Disk usage calculation for system datastore

Hello Developers,

I am working on addon-storpool driver to handle the images created in the system datastore System datastore (context iso and volatile disks).

I am almost ready, the work in progress is uploaded to github in branch next. The only piece that is not solved is the reported disk usage for the system datastore when storpool TM_MAD is selected. As I see the size is calculated/reported when first VM is instantiated in the datastore. It looks like the numbers are the used/free space of the file system where the system datastore BASE_PATH is pointing.

In our setup on the system datastore FS are only VM configuration XML and the VM checkpoint file when VM is stopped. All other disks are symlinks to StorPool block devices so there is no much free space needed nut the reported free space is not accounting StorPool usage stats.

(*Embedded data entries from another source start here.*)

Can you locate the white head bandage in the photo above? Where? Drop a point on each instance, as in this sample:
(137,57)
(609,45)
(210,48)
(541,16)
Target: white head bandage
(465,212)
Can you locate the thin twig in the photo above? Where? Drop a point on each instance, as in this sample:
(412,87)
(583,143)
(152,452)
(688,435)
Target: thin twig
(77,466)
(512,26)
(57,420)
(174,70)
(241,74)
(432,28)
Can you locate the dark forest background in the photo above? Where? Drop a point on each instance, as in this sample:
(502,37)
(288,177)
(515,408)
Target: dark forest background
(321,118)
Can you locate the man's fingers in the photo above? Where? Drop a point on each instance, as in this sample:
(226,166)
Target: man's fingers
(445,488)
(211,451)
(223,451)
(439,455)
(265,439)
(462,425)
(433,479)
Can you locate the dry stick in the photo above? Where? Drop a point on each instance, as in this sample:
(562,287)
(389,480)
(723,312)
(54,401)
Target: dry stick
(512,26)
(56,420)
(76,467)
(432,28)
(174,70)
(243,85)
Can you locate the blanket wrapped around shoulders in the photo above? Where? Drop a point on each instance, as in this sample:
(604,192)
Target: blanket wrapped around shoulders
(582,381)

Can you point me to the files related to used/free space calculation for system datastore to check how to integrate the reporting of StorPool used/free space to them?

Kind regards,
Anton Todorov

Hi Anton,

The System Datastores are monitored through the monitor_ds.sh probe, i.e. using the host monitoring system (OpenNebula’s collectd) . It is based on BASE_PATH and the current implementation is based on df for the two stock system DS: shared & ssh.

Probably you can take a look at it and updated as needed. As this information is gathered through the hosts you need at least one host defined in OpenNebula to get it. Note that this schema is used to make it compatible with both shared and non-shared System DS.

Cheers

Ruben

Forgot to say that if you are using only the system DS only for files, the current monitoring should be OK. OpenNebula will consider cloning on the StorPool Datastore, through its configuration parameters. For example for ceph:

TM_MAD_CONF = [                                                                                                                                                                                                 
  name = "ceph", 
  ln_target = "NONE", 
  clone_target = "SELF", 
  shared = "yes"                                                                                                                                    
]     

means that clones are done in the Image datastore (SELF) and it won’t take any space from the System DS.

Hi Ruben,

Thank you for the promt hints. I will check the script and think how to solve the issue.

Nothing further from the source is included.